What therapies are available for age-related macular degeneration?
• Life style: cessation of tobacco, high dietary intake of beta-carotene, vitamins C and E and zinc, as well as high dietary intake of n3 long-chain polyunsaturated fatty acids and fish. Antioxidant vitamins and zinc can reduce the risk of developing advanced age-related macular degeneration by about a quarter in those at least at moderate risk.
• When visual loss is severe, low-vision devices such as electronic video magnifiers and spectacle-mounted telescopes, as well as low-vision rehabilitation services are available.
• Ranibizumab is a monoclonal antibody that inhibits all forms of vascular endothelial growth factor (VEGF). When ranibizumab is injected into the vitreous it has stabilized loss of vision and, in some cases, improved vision in individuals with neovascular age-related macular degeneration.
• Bevacizumab, a monoclonal antibody to VEGF used intravenously as an anticancer agent, is also increasingly being used off-label as intravitreal therapy for neovascular age-related macular degeneration.
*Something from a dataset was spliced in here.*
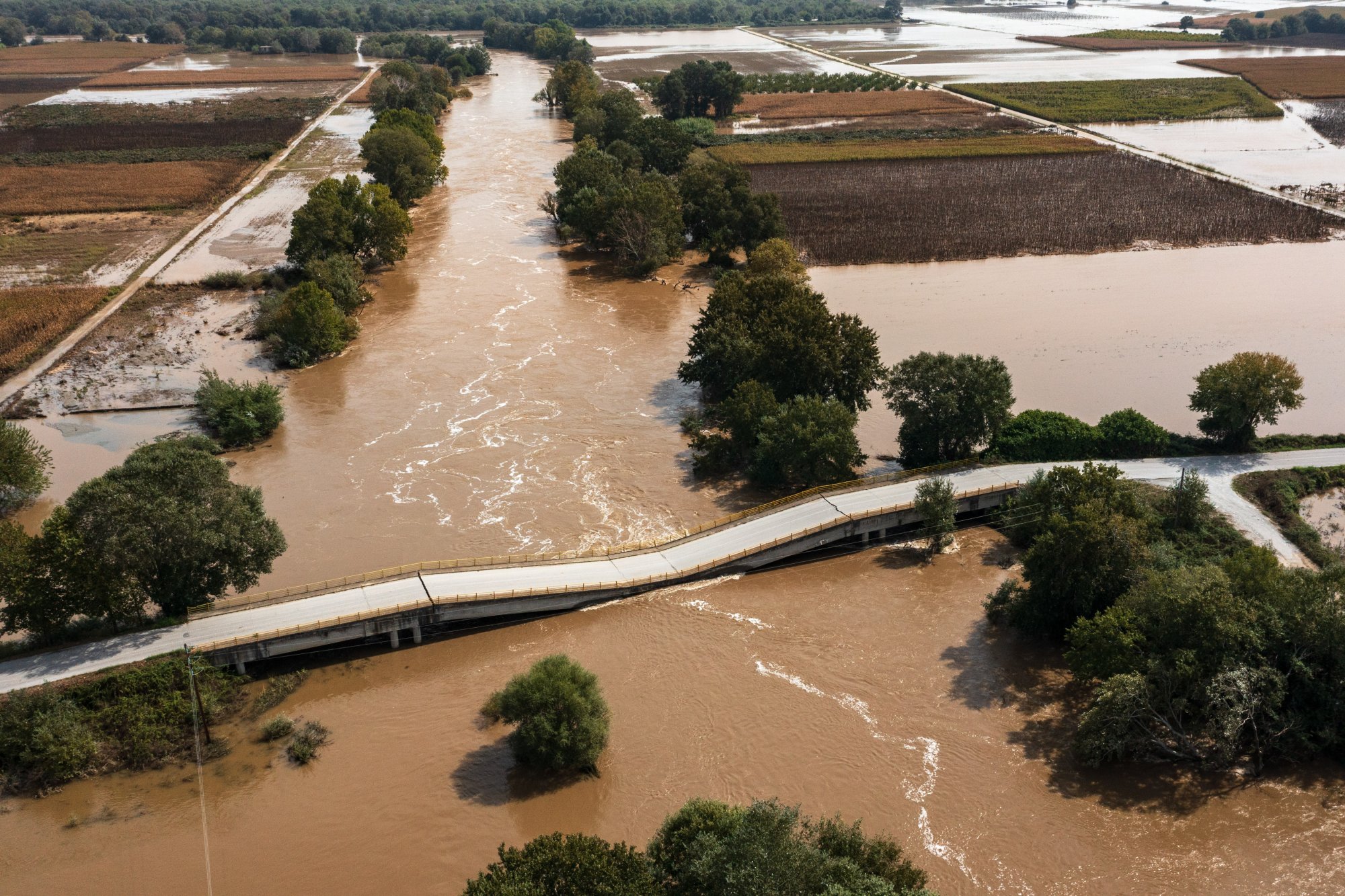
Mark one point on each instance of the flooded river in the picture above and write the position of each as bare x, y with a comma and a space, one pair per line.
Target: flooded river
505, 396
• Photodynamic to reduce angiogenesis involves the use of an intravenously administered light-sensitive dye, verteporfin (Visudyne, Novartis), that preferentially concentrates in new blood vessels and is activated with the use of a 689 nm laser beam focused over the macula. It causes localized choroidal neovascular thrombosis through a non-thermal chemotoxic reaction.
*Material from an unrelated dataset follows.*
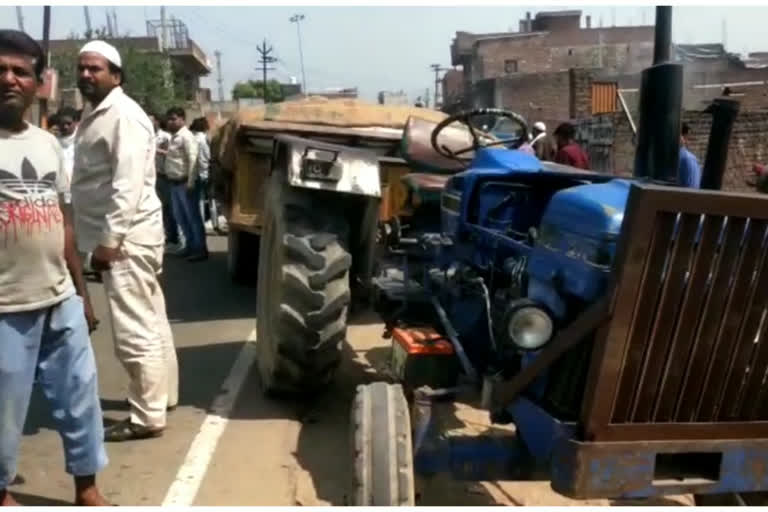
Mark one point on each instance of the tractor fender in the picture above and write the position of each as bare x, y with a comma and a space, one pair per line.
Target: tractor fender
312, 164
• Pegaptanib, an anti-VEGF therapy, appears to be effective.
• Triple therapy: intravitreal anti-VEGF agent, intravitreal dexamethasone and photodynamic therapy is also currently under investigation.
• Adenoviral vector-mediated intravitreal gene transfer of pigment-epithelium-derived factor (an antiangiogenic cytokine) appears to help to arrest the growth of choroidal neovascularization.
• Implantation of artificial intraocular devices (miniature telescopes) might improve the quality of life of patients with severe visual loss from end-stage disease.
• Implantation of electrical stimulated devices targeting the optic nerve and cortical, subretinal and epiretinal areas has led to the perception of phosphenes (discrete, reproducible perceptions of light) and is under investigation.
How is the neovascularization treated?
• Laser photocoagulation of regions outside the foveal avascular zone
• Subfoveal neovascularization: photocoagulated is associated with a treatment-induced visual loss immediately but in the long term is found to be beneficial. Treatment may have to be deferred in those with good initial visual acuity because a large scotoma occurs as a result of treatment
• Photodynamic therapy: with photosensitizers such as verteporfin
• Interferon-alfa: currently being evaluated
• Submacular surgery to remove the subfoveal choroidal neovascularization: reported to be useful, but the results are not as good as laser photocoagulation
• Zinc as a therapeutic agent for macular degeneration: has not been evaluated in a rigorous trial
• External beam radiation therapy
• Others: indocyanine green-guided laser treatment, retinal transplantation and transplantation of retinal pigment epithelium, retinal translocation, retinal prosthesis, gene therapy.